Aside from the chance to get a better understanding for the structure of the vampire’s lives in Kitty’s world, I was pleased to see that there was a great deal of character growth in this book, and not just on Kitty’s part either; not even Cormac was exempt from this. The most noticeable growth was seen in Kitty, who we get to see truly do a complete 180 from where we initially saw her in Kitty and the Midnight Hour. Over the course of the series she has grown by leaps and bounds, but in the course of this single book, these changes are all emphasized and come together nicely. Kitty has a great deal of strength, emotionally, physically, and mentally, and steps up into a role she would have never been able to fulfill before.
Ben and Kitty’s relationship, as I mentioned previously, starts off seemingly perfect, but over the course of the novel the flaws in their relationship are soon noticeable. Like any couple, Ben and Kitty have their quirks and hangups which make their relationship strained at times. Rather than ignoring these problems, as they might have done at an earlier point in time, they work through the difficulties while combating multiple enemies on several fronts.
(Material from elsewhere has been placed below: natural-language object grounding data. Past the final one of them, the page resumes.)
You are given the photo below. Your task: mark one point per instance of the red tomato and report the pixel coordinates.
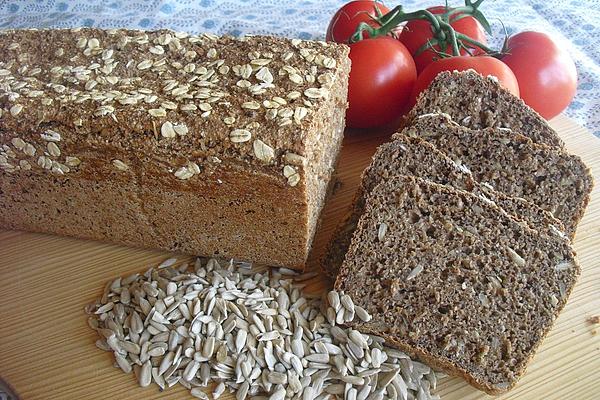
(381, 79)
(416, 33)
(485, 65)
(546, 73)
(345, 21)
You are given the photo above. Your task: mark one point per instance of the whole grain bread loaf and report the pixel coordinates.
(455, 280)
(553, 179)
(199, 144)
(416, 157)
(479, 102)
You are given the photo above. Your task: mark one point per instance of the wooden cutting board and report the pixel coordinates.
(47, 350)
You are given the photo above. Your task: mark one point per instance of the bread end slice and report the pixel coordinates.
(456, 281)
(479, 102)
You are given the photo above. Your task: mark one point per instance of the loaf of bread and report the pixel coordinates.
(416, 157)
(551, 178)
(478, 102)
(199, 144)
(454, 280)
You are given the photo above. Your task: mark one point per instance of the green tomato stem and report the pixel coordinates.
(444, 34)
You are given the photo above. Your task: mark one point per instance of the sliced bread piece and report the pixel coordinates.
(455, 280)
(413, 156)
(478, 102)
(553, 179)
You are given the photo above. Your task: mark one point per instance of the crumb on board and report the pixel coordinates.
(594, 319)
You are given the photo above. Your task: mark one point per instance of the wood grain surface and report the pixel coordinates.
(47, 350)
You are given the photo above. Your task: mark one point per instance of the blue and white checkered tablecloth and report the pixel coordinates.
(574, 23)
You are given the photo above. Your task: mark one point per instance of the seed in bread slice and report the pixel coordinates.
(455, 280)
(553, 179)
(413, 156)
(479, 102)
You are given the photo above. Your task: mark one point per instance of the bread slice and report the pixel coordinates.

In short, Kitty and the Silver Bullet ties up several loose ends and brings closure to several arcs in the Kitty Norville series while opening up new avenues of possibility at the same time. Now that Carl and Meg are out the picture, Kitty has a werewolf pack to lead and a new level of responsibility and a role of leadership to contend with. She’s gained a home and an extended family with but one can’t help but to wonder what new troubles this might bring. Not to mention, one can hardly picture Mercedes Cook, and other vampires, leaving everything as it is. The only aspect I found disappointing in this novel was the epilogue for the sense of finality it brought to Kitty and Cormac’s possible relationship. While I do like the chemistry between Ben and Kitty I couldn’t help but to feel saddened that Cormac had truly lost his chance for a future with Kitty. I had really been looking forward to Cormac’s release for that very reason.